While you are contributing to the Teachers’ Pension Plan you pay contributions at two rates: a lower rate on your salary up to the Year’s Maximum Pensionable Earnings (YMPE) and a higher rate on your salary above that. Similarly, your pension is calculated at two rates: 1.3% on your average salary up to the YMPE and 2% on your average salary above the YMPE. This is your lifetime pension, i.e. it is paid from the point of your retirement for as long as you live. In addition, however, the pension plan pays you a bridge benefit. As the name suggests, this is intended to bridge the period from retirement to age 65 when most people elect to start drawing their Canada Pension Plan (CPP) benefit. When you turn 65, the bridge benefit of your teacher’s pension ceases to be paid.

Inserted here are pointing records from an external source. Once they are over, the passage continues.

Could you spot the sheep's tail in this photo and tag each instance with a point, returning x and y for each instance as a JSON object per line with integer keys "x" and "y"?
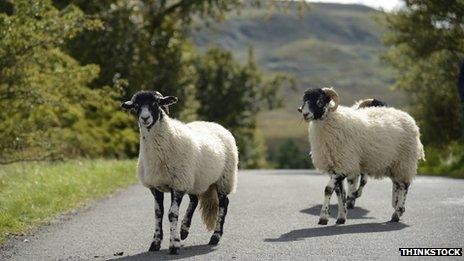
{"x": 420, "y": 151}
{"x": 209, "y": 204}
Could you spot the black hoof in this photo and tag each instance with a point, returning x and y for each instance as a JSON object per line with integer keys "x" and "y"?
{"x": 214, "y": 240}
{"x": 183, "y": 234}
{"x": 173, "y": 250}
{"x": 350, "y": 204}
{"x": 154, "y": 247}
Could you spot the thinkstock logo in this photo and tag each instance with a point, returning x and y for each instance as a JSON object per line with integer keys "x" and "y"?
{"x": 431, "y": 251}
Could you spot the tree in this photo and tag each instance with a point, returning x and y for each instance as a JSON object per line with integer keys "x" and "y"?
{"x": 427, "y": 48}
{"x": 47, "y": 108}
{"x": 232, "y": 95}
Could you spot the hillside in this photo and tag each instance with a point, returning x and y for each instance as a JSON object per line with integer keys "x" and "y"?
{"x": 327, "y": 45}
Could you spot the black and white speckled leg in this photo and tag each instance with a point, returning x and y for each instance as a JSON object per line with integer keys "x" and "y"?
{"x": 401, "y": 193}
{"x": 184, "y": 229}
{"x": 341, "y": 196}
{"x": 218, "y": 231}
{"x": 159, "y": 211}
{"x": 324, "y": 216}
{"x": 352, "y": 188}
{"x": 174, "y": 241}
{"x": 362, "y": 183}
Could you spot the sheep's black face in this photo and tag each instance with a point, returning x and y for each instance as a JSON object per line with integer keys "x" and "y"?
{"x": 315, "y": 105}
{"x": 147, "y": 106}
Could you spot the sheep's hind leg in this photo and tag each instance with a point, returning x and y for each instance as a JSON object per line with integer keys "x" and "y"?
{"x": 159, "y": 211}
{"x": 363, "y": 183}
{"x": 341, "y": 196}
{"x": 352, "y": 188}
{"x": 184, "y": 229}
{"x": 324, "y": 216}
{"x": 174, "y": 242}
{"x": 400, "y": 190}
{"x": 218, "y": 231}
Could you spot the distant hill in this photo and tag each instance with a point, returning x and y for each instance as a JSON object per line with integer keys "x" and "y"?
{"x": 328, "y": 45}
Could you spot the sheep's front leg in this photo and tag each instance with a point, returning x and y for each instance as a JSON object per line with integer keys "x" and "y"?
{"x": 341, "y": 196}
{"x": 223, "y": 205}
{"x": 184, "y": 229}
{"x": 400, "y": 190}
{"x": 352, "y": 187}
{"x": 353, "y": 191}
{"x": 159, "y": 211}
{"x": 324, "y": 216}
{"x": 174, "y": 241}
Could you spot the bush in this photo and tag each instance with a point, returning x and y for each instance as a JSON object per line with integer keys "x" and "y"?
{"x": 290, "y": 156}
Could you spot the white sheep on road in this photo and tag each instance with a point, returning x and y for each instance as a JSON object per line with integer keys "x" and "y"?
{"x": 378, "y": 141}
{"x": 199, "y": 159}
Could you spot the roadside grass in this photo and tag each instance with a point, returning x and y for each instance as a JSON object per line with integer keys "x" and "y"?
{"x": 33, "y": 193}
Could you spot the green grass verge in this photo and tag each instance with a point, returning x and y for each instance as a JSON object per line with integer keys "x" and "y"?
{"x": 33, "y": 193}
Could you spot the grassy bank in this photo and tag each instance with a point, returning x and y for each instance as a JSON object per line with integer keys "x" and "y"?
{"x": 33, "y": 193}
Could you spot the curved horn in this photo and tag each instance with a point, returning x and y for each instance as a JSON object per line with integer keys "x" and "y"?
{"x": 333, "y": 95}
{"x": 165, "y": 108}
{"x": 365, "y": 103}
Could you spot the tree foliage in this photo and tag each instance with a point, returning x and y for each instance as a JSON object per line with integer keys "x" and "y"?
{"x": 290, "y": 156}
{"x": 47, "y": 108}
{"x": 427, "y": 47}
{"x": 232, "y": 95}
{"x": 66, "y": 65}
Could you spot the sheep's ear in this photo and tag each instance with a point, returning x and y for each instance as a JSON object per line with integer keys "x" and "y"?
{"x": 128, "y": 105}
{"x": 167, "y": 100}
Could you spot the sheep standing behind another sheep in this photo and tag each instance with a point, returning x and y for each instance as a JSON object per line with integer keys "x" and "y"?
{"x": 378, "y": 141}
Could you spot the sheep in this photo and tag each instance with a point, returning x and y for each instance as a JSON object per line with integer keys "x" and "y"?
{"x": 199, "y": 159}
{"x": 379, "y": 141}
{"x": 354, "y": 191}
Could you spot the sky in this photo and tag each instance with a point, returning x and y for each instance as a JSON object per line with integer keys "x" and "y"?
{"x": 386, "y": 5}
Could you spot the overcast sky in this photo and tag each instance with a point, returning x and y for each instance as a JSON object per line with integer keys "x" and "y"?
{"x": 387, "y": 5}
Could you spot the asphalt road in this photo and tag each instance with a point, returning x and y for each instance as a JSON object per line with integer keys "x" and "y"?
{"x": 273, "y": 215}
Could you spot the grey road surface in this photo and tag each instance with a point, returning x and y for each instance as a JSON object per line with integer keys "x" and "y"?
{"x": 272, "y": 216}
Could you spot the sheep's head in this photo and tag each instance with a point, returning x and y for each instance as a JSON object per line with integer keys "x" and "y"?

The CPP benefit is normally drawn starting at age 65, however, you may elect to start receiving a reduced CPP benefit as early as age 60. This early withdrawal means that the CPP benefit is reduced dependent on the age at which you commence receiving it. There are the two possible scenarios regarding your teacher’s pension and CPP benefit based on when you decide to draw your CPP benefit.
SCENARIO # 1
If you elect to start receiving CPP benefits prior to age 65, this is what you should receive each month:
- Lifetime portion of your teacher’s pension
PLUS
- Bridge benefit of your teacher’s pension (until age 65)
PLUS
- CPP benefit from the Canada Pension Plan (if you elect to draw CPP early)
SCENARIO # 2
If you elect to start receiving the CPP benefits at age 65, this is what you should receive each month upon reaching age 65:
- Lifetime portion of your teacher’s pension
PLUS
- CPP benefit from the Canada Pension Plan
Under this scenario, you are waiting until age 65 to draw your CPP benefit. At this time the bridge benefit of your teacher’s pension will cease and you will begin drawing Canada Pension Plan benefits. This means there should be little or no change in your total pension income after age 65.